A Associação Brasileira de Televisão Universitária (ABTU) pretende utilizar o SET EXPO 2026 como espaço de debate sobre o papel das emissoras universitárias no processo de transformação da televisão brasileira. Para a entidade, o avanço da DTV+ marca uma nova etapa para a radiodifusão nacional, ampliando as possibilidades de integração entre televisão aberta e serviços digitais.
Para o presidente da ABTU e diretor da TV Unesp, Prof. Francisco Machado Filho, a edição de 2026 ocorre em um momento relevante para o setor. “A DTV+ deixa de ser apenas uma perspectiva tecnológica e começa a se tornar uma realidade. Para a ABTU, o evento é uma oportunidade importante para acompanhar essas mudanças, conhecer soluções, trocar experiências e, principalmente, discutir como esse novo ambiente pode incorporar a diversidade que caracteriza a televisão brasileira”, afirmou.
A participação da entidade no evento terá como foco aproximar as televisões universitárias das transformações em curso na indústria de mídia e radiodifusão. De acordo com Machado Filho, as universidades possuem capacidade relevante de produção audiovisual, pesquisa, inovação e formação profissional, mas precisam estar inseridas nas discussões sobre a nova arquitetura da televisão digital. “As universidades brasileiras possuem capacidade de produção audiovisual, pesquisa, inovação e formação profissional, e acreditamos que elas precisam participar ativamente da construção dessa nova televisão”, destacou. O dirigente também ressaltou a importância de uma atualização regulatória para atender às necessidades das emissoras universitárias. “É necessário termos uma legislação atual e adequada à realidade das emissoras”, acrescentou.

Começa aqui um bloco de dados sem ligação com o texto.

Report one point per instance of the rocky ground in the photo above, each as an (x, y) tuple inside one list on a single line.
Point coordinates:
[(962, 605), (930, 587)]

Ao avaliar o início das transmissões de DTV+ em São Paulo, Rio de Janeiro e Brasília, o presidente da ABTU classificou o momento como uma etapa de transição para a indústria. Segundo ele, os impactos da nova plataforma vão além da evolução da qualidade técnica dos sinais de áudio e vídeo. “A DTV+ aproxima definitivamente a radiodifusão do ambiente da internet e abre possibilidades de interatividade, personalização, novos serviços e novas formas de distribuição e consumo de conteúdo”, afirmou. Machado Filho também chamou atenção para os resultados observados nos testes realizados com a nova tecnologia. “Os testes têm demonstrado que o grande interesse da população está nos serviços e conteúdos disponibilizados no aplicativo da plataforma comum de comunicação pública”, observou.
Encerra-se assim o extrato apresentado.